Insect-focused PhD grad moves on with prestigious award, desire to educate

When Dowen Jocson was finishing up her bachelor’s degree at St. Louis University, she noticed that all the jobs she really wanted required advanced degrees, like a master’s or even a PhD. The problem was, she didn’t really know how to get those degrees.

A person kneels down in a snow-covered orchard with trees in the background.
Dowen Jocson in an orchard in winter.

“I’m the first person in my family to finish college,” Jocson said. “I didn’t know what graduate school was. I talked with my advisor and applied for the master’s program at SLU. That’s where I found that I really enjoy doing research.”

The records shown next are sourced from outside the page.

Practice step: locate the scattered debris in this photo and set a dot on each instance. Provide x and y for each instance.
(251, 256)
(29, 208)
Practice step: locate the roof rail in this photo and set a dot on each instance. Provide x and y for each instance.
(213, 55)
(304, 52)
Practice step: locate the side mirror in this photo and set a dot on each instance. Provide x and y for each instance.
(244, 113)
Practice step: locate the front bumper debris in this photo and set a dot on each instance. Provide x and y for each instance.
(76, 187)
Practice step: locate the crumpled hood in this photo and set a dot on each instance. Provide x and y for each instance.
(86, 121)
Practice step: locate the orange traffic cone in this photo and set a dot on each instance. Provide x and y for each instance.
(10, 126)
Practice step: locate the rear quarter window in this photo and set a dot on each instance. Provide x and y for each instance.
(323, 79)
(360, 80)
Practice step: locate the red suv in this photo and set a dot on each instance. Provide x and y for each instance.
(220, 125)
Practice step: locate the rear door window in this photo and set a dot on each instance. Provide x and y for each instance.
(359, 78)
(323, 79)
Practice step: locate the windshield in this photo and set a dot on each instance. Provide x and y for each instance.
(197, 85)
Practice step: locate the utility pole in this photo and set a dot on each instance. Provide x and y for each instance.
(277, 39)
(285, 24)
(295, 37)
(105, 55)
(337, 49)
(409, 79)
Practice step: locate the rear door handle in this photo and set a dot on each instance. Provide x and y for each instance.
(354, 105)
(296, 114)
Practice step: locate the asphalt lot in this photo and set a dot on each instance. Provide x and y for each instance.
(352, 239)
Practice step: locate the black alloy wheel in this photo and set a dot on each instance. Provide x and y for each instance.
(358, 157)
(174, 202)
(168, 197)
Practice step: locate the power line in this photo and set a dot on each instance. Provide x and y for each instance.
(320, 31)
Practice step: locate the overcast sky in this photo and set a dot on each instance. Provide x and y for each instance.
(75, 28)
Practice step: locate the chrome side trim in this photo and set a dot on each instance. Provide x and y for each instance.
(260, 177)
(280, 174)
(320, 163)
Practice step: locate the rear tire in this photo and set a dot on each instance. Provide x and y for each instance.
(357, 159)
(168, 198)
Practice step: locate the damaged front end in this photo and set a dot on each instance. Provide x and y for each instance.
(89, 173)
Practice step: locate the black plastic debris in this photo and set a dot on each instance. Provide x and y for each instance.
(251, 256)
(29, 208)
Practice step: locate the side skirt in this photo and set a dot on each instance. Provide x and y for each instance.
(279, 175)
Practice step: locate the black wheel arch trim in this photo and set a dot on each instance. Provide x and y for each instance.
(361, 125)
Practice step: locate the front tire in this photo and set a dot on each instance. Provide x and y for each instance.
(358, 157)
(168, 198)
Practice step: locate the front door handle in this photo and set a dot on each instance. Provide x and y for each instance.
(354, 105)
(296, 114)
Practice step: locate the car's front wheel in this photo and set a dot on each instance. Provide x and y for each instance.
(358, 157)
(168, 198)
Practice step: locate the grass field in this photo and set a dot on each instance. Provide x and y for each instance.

Jocson, a native of Saipan, the largest island in the Northern Mariana Islands, took that research interest even further and will graduate this weekend with a PhD from Washington State University’s Department of Entomology.

In addition to earning her doctorate, Jocson also won the prestigious John Henry Comstock Award from the Entomological Society of America’s (ESA) Pacific Branch at their annual conference last month. The award is given to a graduate student based on their research and service to the field of entomology. Jocson will be honored with the other five regional Comstock Award winners at the society’s annual conference later this year.

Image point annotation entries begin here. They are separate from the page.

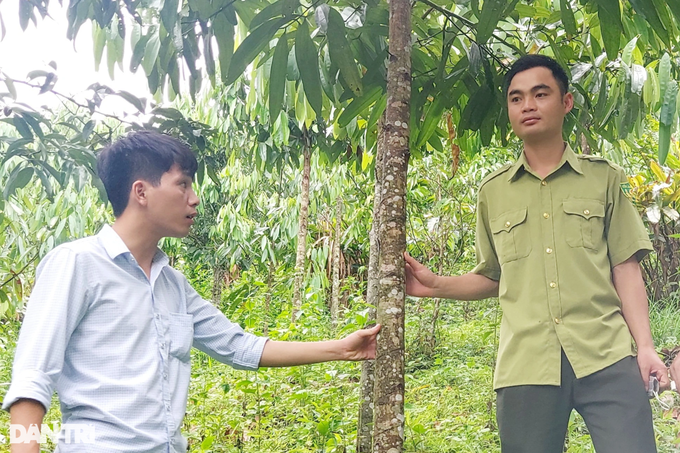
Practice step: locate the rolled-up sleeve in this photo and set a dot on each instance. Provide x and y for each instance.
(220, 338)
(626, 234)
(56, 306)
(487, 261)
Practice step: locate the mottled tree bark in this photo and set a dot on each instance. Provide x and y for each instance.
(365, 423)
(389, 371)
(335, 289)
(298, 288)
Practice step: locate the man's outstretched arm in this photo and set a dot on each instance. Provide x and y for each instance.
(627, 279)
(359, 345)
(26, 412)
(422, 282)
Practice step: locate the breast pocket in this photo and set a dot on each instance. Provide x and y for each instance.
(181, 335)
(584, 222)
(511, 235)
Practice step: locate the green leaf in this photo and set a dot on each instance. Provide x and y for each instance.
(277, 78)
(223, 30)
(138, 52)
(22, 127)
(492, 11)
(25, 13)
(169, 14)
(568, 19)
(17, 179)
(254, 43)
(669, 106)
(647, 10)
(99, 42)
(477, 108)
(153, 45)
(341, 54)
(10, 87)
(140, 104)
(609, 13)
(359, 105)
(431, 120)
(664, 74)
(667, 119)
(34, 123)
(307, 57)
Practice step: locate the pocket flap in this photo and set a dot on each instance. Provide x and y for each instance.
(584, 207)
(508, 220)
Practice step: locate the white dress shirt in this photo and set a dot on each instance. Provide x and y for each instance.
(115, 345)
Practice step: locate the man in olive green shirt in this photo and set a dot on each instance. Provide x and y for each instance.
(559, 244)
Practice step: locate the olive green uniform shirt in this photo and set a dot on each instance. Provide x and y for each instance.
(552, 243)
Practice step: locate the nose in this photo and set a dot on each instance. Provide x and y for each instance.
(528, 105)
(193, 199)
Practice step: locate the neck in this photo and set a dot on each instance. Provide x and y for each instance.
(543, 156)
(142, 243)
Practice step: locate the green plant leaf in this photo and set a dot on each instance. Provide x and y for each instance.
(277, 78)
(17, 179)
(254, 43)
(341, 54)
(492, 11)
(307, 58)
(359, 105)
(611, 28)
(22, 127)
(223, 30)
(568, 19)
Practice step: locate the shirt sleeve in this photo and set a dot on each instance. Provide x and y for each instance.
(487, 260)
(57, 304)
(220, 338)
(626, 234)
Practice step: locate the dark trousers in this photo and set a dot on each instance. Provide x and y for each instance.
(612, 402)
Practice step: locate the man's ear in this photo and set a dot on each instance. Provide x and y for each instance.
(138, 193)
(568, 101)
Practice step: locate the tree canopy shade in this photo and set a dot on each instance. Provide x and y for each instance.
(325, 63)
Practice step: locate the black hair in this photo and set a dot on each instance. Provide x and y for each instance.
(534, 61)
(144, 155)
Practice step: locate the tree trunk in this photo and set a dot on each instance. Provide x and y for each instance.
(268, 298)
(389, 371)
(218, 284)
(365, 423)
(298, 289)
(335, 289)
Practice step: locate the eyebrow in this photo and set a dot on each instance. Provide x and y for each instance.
(541, 86)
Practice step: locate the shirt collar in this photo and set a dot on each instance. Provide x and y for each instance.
(569, 156)
(115, 246)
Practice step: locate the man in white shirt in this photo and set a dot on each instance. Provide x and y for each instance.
(110, 325)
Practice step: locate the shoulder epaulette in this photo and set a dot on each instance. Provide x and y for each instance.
(591, 158)
(495, 173)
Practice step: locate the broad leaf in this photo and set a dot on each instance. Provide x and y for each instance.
(341, 54)
(307, 57)
(277, 78)
(254, 43)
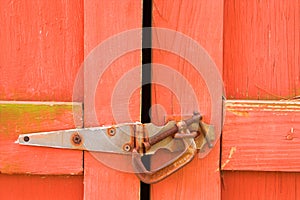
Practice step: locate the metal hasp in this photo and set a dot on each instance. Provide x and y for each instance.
(185, 136)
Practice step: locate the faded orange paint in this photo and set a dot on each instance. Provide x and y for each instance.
(104, 19)
(203, 22)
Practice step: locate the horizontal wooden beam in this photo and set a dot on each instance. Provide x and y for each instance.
(261, 135)
(18, 117)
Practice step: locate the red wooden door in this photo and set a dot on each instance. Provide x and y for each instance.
(43, 46)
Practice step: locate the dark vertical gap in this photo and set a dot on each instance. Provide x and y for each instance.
(146, 83)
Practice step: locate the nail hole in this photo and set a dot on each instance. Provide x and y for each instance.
(26, 139)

“So many past winners are great scientists and leaders, so it’s an honor to join that rank,” Jocson said. “I was shocked to win, and really appreciate all the supporters who wrote letters of recommendation and helped me reach the point where my work is acknowledged in this way.”

2 people stand together shaking hands holding a plaque.
Jocson receives the John Henry Comstock Award at the Entomological Society of America’s Pacific Branch annual conference.

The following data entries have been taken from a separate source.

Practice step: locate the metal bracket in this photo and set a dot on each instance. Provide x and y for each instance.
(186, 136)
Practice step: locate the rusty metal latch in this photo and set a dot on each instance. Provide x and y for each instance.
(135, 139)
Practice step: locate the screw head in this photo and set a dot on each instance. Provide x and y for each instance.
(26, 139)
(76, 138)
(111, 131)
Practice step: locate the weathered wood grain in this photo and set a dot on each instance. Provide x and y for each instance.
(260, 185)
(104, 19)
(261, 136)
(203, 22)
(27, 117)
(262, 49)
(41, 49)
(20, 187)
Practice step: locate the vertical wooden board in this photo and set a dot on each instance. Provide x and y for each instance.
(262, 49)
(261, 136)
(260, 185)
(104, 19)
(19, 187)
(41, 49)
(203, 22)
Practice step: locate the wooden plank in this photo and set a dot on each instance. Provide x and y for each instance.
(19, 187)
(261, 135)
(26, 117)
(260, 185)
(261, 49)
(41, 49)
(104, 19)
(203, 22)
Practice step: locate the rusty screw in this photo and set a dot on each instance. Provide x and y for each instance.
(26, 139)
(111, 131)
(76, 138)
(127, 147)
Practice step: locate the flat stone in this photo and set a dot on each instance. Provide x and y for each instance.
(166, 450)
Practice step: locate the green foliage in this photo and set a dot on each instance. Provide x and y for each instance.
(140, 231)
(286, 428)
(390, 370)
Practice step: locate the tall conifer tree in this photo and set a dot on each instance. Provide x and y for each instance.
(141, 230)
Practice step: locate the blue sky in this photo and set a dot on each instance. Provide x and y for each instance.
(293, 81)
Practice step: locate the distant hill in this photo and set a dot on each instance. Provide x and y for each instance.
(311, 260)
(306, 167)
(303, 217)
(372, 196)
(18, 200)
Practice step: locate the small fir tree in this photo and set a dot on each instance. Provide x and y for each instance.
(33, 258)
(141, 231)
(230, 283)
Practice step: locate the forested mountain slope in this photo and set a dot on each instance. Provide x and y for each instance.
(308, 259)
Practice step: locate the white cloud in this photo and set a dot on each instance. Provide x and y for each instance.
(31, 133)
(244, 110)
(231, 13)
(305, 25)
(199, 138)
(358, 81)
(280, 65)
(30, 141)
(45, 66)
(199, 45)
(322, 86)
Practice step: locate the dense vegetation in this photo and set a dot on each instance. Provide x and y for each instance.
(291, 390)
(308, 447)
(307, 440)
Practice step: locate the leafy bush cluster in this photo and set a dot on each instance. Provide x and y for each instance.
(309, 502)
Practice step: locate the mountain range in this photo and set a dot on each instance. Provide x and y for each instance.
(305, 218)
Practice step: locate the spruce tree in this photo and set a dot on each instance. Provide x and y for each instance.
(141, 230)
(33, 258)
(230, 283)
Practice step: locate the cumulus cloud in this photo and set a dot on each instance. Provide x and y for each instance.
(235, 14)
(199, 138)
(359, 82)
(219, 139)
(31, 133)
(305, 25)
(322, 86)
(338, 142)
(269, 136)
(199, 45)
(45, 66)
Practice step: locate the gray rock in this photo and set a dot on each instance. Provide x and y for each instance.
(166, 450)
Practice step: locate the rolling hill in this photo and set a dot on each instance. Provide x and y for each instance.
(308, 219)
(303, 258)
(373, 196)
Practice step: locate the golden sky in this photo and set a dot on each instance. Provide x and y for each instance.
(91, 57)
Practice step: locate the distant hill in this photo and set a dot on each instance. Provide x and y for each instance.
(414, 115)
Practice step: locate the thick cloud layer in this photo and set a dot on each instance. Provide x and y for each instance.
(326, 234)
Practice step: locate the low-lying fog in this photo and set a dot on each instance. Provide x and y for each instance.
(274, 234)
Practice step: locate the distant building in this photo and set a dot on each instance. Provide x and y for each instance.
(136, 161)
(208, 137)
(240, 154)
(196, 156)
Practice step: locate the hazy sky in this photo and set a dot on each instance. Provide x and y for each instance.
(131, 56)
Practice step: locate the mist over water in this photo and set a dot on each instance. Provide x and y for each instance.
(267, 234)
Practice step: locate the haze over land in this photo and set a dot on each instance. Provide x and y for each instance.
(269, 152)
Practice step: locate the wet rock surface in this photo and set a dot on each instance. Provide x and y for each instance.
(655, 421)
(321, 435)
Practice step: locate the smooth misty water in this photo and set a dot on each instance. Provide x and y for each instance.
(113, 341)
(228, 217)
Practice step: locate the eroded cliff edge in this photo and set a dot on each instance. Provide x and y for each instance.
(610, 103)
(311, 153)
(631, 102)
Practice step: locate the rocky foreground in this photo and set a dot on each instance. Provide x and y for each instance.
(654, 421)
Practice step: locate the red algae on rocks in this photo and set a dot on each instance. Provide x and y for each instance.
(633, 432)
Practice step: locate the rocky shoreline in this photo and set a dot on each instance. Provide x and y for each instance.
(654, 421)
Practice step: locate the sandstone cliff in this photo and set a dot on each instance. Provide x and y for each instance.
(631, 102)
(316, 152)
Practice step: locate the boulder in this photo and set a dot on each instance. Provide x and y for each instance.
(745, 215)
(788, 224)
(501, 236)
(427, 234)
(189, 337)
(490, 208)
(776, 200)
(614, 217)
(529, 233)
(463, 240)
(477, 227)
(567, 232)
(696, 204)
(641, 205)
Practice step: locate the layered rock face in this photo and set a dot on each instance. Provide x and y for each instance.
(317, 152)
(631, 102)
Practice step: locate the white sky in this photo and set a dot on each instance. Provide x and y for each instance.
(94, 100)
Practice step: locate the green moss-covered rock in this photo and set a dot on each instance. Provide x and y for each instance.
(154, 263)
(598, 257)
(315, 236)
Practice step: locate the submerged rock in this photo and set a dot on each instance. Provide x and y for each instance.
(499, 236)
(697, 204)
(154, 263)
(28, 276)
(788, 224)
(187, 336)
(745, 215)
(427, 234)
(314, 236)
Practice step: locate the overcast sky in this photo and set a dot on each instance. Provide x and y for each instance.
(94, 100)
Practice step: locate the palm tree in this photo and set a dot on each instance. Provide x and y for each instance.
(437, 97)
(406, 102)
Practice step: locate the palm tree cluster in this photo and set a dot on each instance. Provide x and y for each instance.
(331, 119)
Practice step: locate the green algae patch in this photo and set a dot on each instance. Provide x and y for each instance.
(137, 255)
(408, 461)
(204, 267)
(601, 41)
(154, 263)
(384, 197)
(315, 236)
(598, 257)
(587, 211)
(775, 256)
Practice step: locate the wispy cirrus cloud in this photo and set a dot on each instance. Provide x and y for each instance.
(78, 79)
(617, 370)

“I’m really proud of her,” said Dave Crowder, a WSU entomology professor and Jocson’s PhD advisor. “The Comstock is a very competitive award and Dowen is such a well-rounded scientist, student, and leader. We will miss her in my lab, but she’s going to be very successful in anything she chooses to do in the future.”

Jocson’s journey to entomology wasn’t direct, but she always had an interest in insects. She spent seven of her formative years living in the Philippines, where she walked through jungles or on the beach. And she had an early interest in science that continued throughout her education.

“Since I grew up on islands, I was always out in nature, hiking and looking at plants and animals,” Jocson said. “Plus, I loved doing science experiments in high school, testing out a hypothesis. That led to eventually majoring in biology for my undergraduate degree.”

Now that she’s officially Dr. Jocson, she is starting a job as a pre-license training educator in WSU’s Pesticide Resources and Education Program. She’ll travel around Washington state training people to take pesticide license exams. That also plays into her love for science communication.

She’s in her first year as a science policy fellow with ESA, where she talks about science with the public. Even though she’s graduating, Jocson will continue to put education at the forefront of what she does.

“Teaching adults about science and how it can apply to our daily lives is really important,” Jocson said. “There is so much misinformation out there, and people are really good at spreading it. It’s vital for scientists to communicate their work so people can see how important it is for our society.”